Die Klägerin führt in ihrem Rechtsmittel im wesentlichen aus, sie habe ihren Antrag nicht auf Sicherung einer Ausgleichszahlung beschränkt, die Sicherung des Aufteilungsanspruches durch ein Belastungs- und Veräußerungsverbot sei zulässig.

Hiezu ist folgendes zu erwägen:

Die Aufteilung des ehelichen Gebrauchsvermögens und der ehelichen Ersparnisse ist gemäß § 83 EheG nach Billigkeit vorzunehmen. Das Gericht ist an die Parteienanträge nicht gebunden, diese stellen nur einen den Außerstreitrichter nicht bindenden Vorschlag dar (EFSlg.34.118, 36.478, 38.891, 41.407, 41.408; 8 Ob 564/82). Vor der rechtsgestaltenden Billigkeitsentscheidung des Außerstreitrichters kann daher nicht gesagt werden, daß ein geschiedener Ehegatte einen Anspruch auf eine konkrete Art der Aufteilung hat, sondern nur, daß ganz allgemein ein Aufteilungsanspruch im Sinne der §§ 81 ff EheG besteht. Es kann daher bei einem Antrag auf Erlassung einer einstweiligen Verfügung nach § 382 Z 8 lit c EO auch nicht verlangt werden, daß ein Anspruch auf eine konkrete Art der Aufteilung behauptet und bescheinigt wird, sondern es genügt die Behauptung und Bescheinigung eines Anspruches auf Aufteilung des ehelichen Gebrauchsvermögens und der ehelichen Ersparnisse und dessen Gefährdung.

Die Klägerin hat die Ehescheidungsklage eingebracht, und aus dem angeschlossen Akt 1 C 17/84 des Erstgerichtes ergibt sich, daß der Beklagte mit rechtskräftigem Versäumungsurteil vom 2.7.1984 zur Zahlung eines Unterhaltsbetrages von S 4.000 monatlich an die Klägerin verurteilt wurde.

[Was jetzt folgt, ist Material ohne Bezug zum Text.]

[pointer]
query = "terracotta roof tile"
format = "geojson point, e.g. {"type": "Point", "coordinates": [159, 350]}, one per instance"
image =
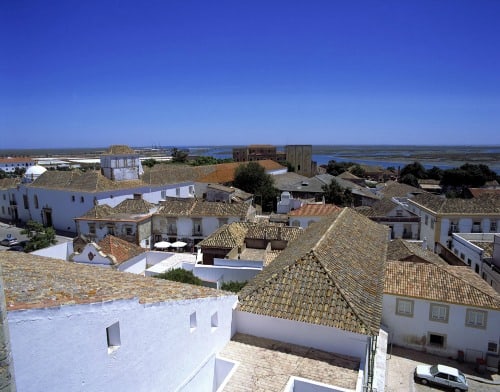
{"type": "Point", "coordinates": [119, 249]}
{"type": "Point", "coordinates": [333, 276]}
{"type": "Point", "coordinates": [450, 284]}
{"type": "Point", "coordinates": [32, 281]}
{"type": "Point", "coordinates": [315, 210]}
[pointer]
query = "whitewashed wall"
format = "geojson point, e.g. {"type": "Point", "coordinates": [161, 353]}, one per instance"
{"type": "Point", "coordinates": [412, 332]}
{"type": "Point", "coordinates": [309, 335]}
{"type": "Point", "coordinates": [65, 348]}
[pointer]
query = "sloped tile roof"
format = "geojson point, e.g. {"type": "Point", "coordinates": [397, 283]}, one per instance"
{"type": "Point", "coordinates": [227, 236]}
{"type": "Point", "coordinates": [9, 183]}
{"type": "Point", "coordinates": [75, 180]}
{"type": "Point", "coordinates": [99, 211]}
{"type": "Point", "coordinates": [396, 189]}
{"type": "Point", "coordinates": [449, 284]}
{"type": "Point", "coordinates": [134, 206]}
{"type": "Point", "coordinates": [119, 249]}
{"type": "Point", "coordinates": [485, 204]}
{"type": "Point", "coordinates": [403, 250]}
{"type": "Point", "coordinates": [333, 276]}
{"type": "Point", "coordinates": [315, 210]}
{"type": "Point", "coordinates": [201, 208]}
{"type": "Point", "coordinates": [282, 181]}
{"type": "Point", "coordinates": [32, 281]}
{"type": "Point", "coordinates": [381, 208]}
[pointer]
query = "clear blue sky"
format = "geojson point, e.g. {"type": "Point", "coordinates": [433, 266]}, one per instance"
{"type": "Point", "coordinates": [95, 73]}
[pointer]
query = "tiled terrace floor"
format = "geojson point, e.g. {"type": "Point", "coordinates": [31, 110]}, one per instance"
{"type": "Point", "coordinates": [267, 365]}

Es ist daher davon auszugehen, daß das Bestehen eines Ehescheidungsanspruches auf Grund einer Unterhaltsverletzung und damit auch ein Anspruch auf Aufteilung des ehelichen Gebrauchsvermögens und der ehelichen Ersparnisse bescheinigt ist. Daß auch eine Gefährdung vorliegt, kann im Hinblick auf die Absicht des Beklagten, das Einfamilienhaus, das als Ehewohnung diente, vor Abschluß des Ehescheidungsverfahrens und Durchführung des Aufteilungsverfahrens zu veräußern, nicht zweifelhaft sein. Die Voraussetzungen für die Erlassung einer einstweiligen Verfügung nach § 382 Z 8 lit c EO sind daher gegeben, zumal im Verfahren über eine derartige einstweilige Verfügung keine Erwägungen darüber anzustellen sind, wie der Außerstreitrichter die Aufteilung wahrscheinlich vornehmen wird.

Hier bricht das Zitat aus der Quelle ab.